Our team is always seeking the latest news in the field of education. As advocates for a quality education for ALL students, we know we have to stay up-to-date on everything that’s going on in the education spheres of our nation…from the White House to the local public school district, from new legislation to the small acts of bravery and kindness made by a single teacher, from the milestones and celebrations to the hazardous injustices affecting many of our nations students.
Here are the best stories we came across last week…because we believe you should stay up-to-date, too!
Since 1980, spending on prisons has grown three times as much as spending on public education via The Washington Post
While government spending for education is still higher than government spending on prisons, it is disheartening to know that, while school spending has only doubled since the 1980’s, prison spending has more than tripled.

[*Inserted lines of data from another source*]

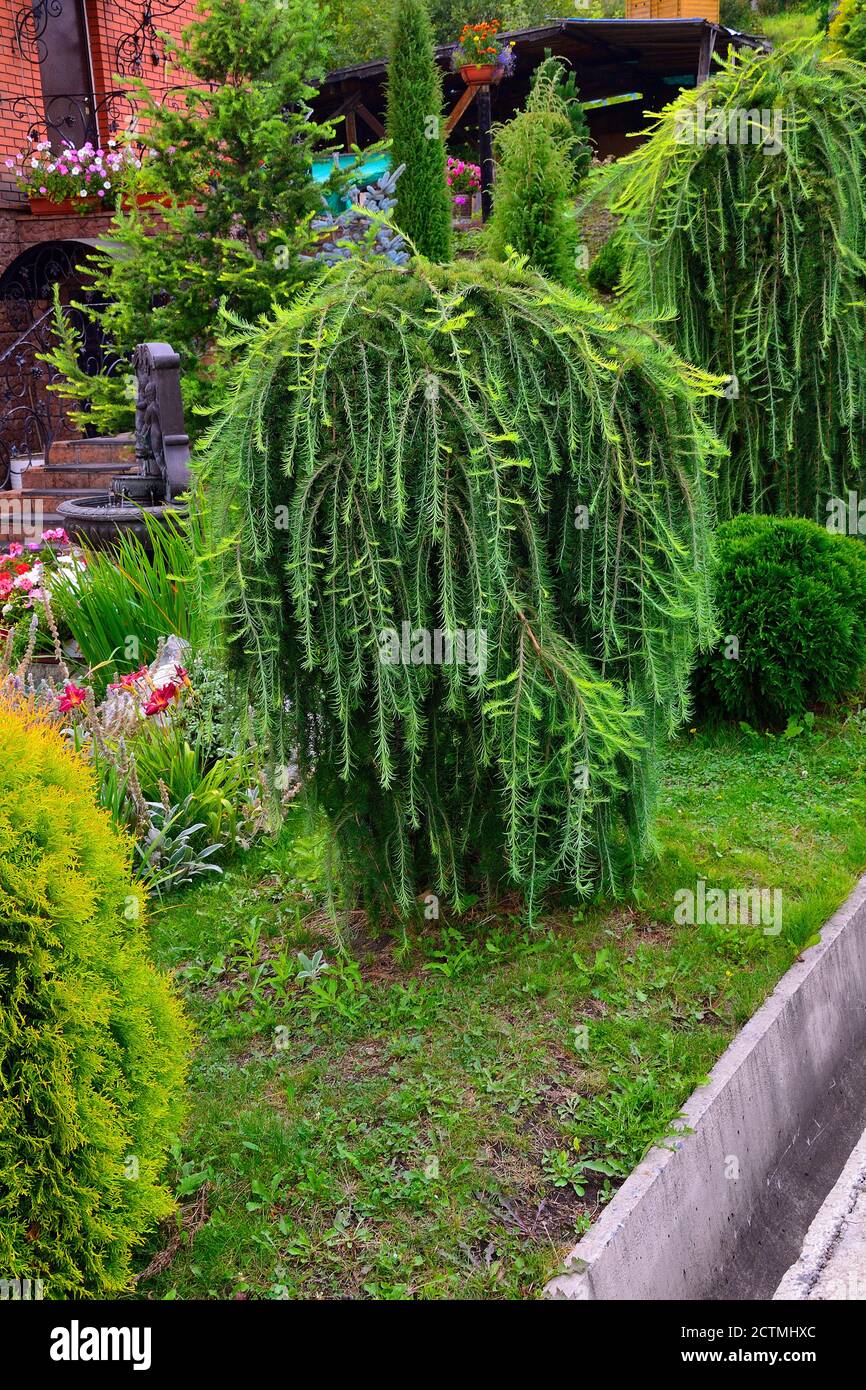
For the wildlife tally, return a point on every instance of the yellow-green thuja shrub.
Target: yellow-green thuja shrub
(92, 1039)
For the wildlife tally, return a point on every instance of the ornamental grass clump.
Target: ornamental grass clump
(744, 221)
(460, 552)
(92, 1040)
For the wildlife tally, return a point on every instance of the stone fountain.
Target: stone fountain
(161, 455)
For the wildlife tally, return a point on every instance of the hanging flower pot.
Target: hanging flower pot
(483, 72)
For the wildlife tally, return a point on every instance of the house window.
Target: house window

Read the article from The Washington Post to learn more.
“From 1980 to 2013, state and local spending on public schools doubled, from $258 billion to $534 billion, according to the analysis. Over the same period, the number of people incarcerated in state and local prisons more than quadrupled, and spending also increased by more than four times, from $17 billion to $71 billion.”

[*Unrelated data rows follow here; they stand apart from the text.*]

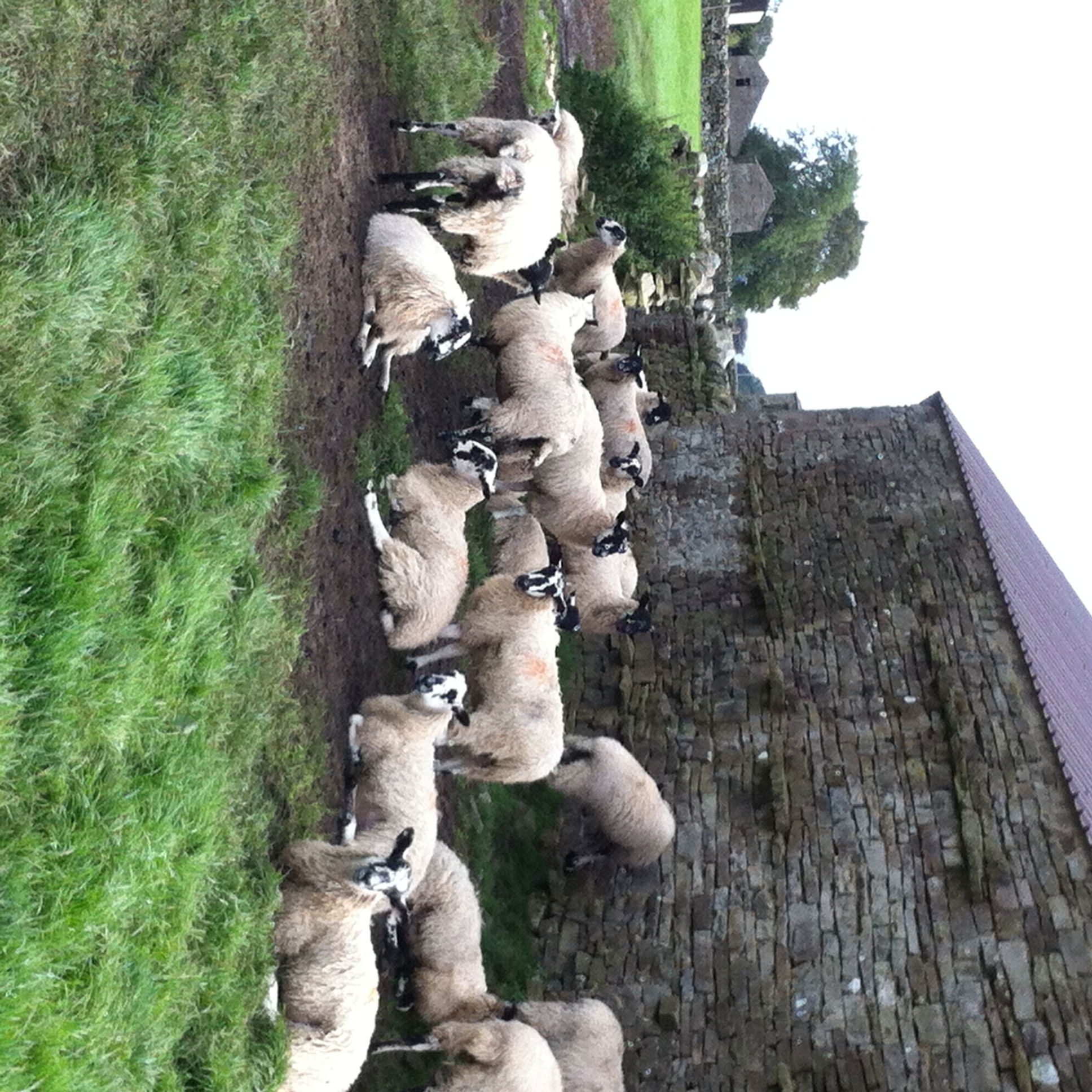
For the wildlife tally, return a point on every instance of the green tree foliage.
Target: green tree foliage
(629, 165)
(814, 232)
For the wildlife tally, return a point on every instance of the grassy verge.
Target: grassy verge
(144, 151)
(660, 58)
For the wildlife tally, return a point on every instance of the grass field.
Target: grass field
(660, 55)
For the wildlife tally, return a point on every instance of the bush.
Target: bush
(629, 165)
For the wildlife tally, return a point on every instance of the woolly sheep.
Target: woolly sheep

The dangerous message some educators send to black students via The Washington Post
The Washington Post recently posted an article by Joseph N. Cook, an English instructor at Columbia State Community College in Columbia, Tennessee. Cook makes it clear that teachers and authority figures are often sending the wrong message to black students. That message is that they don’t matter to anyone if they look “black.”
“Let me be clear. This is not about letting students sag their pants. This is about the insidious message we send to our students, a message that rests on respectability politics. As teachers, we all too often believe and reinforce the societal narrative that asserts that one’s potential correlates with one’s respectable appearance. As a black man, I can personally attest that many black students are rarely assessed solely on their academic merits, but rather on their ability to look and dress as “non-threatening” as possible. That usually means dressing “well off,” which usually means dressing “white.” (Let’s be honest: They’re usually seen as the same thing.)”

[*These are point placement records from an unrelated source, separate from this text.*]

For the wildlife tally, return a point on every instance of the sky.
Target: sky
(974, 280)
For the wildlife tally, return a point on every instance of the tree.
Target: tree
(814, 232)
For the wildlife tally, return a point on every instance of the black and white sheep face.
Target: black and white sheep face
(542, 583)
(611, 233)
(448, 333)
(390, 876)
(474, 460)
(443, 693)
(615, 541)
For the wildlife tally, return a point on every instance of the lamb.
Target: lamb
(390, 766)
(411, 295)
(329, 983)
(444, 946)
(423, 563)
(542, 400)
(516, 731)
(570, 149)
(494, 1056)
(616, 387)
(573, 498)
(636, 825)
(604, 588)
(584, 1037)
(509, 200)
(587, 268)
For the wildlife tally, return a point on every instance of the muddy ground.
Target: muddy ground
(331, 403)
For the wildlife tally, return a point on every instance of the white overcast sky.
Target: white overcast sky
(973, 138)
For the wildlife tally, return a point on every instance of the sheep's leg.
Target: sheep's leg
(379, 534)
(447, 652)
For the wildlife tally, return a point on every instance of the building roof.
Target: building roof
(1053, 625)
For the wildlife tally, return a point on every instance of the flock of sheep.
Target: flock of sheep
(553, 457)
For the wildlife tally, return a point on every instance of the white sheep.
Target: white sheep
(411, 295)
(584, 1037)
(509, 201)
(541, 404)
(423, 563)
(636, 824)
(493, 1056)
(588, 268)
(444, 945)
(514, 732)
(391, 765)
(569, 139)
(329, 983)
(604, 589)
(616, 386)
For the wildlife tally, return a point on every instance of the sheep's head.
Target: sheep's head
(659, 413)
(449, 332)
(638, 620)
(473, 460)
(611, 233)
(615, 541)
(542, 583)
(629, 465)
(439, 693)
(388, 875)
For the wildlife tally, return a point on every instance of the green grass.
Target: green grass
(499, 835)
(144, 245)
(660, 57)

We have the answer, we choose to ignore it via Nate Bowling
This article discusses the tragedy of continued segregation as a result of white flight. Our schools are more segregated than they were sixty years ago. So how do we combat this? It is a choice made by every family. There is beauty, not shame, in a mixed race neighborhood, and it is the only way to fight segregation.
“We make a choice, we make it everyday. When young, white professionals, live in a working class, mixed race neighborhood as long as they must, but flee to whiter wealthier confines, as soon as they can or when it’s time to have children, they serve as the foot-soldiers of neighborhood and school segregation. Most urban segregation is the result of the absence of white families–white flight. Put differently, people of color do not choose to live in segregation. Segregation is created by white families when they make the choice, conscious or otherwise, to leave communities, en masse. This framing is essential in understanding and solving the problem.”
Why so many black, Hispanic and poor kids miss out on gifted education via The Washington Post
How do teachers and parents who nominate gifted candidates miss so many disadvantaged children? This article from The Washington Post explores the reasons behind why so few black, Hispanic, and poor students don’t typically get picked for gifted programs, while offering solutions for how we can change that.
“All second-graders took a short test on shapes and designs. Those who scored well were given a three-hour IQ test. That produced a big jump in the number of third-graders who met the IQ standards for the district’s gifted program. The additional students were disproportionately poor, black or Hispanic and more likely to have parents who spoke a language other than English.”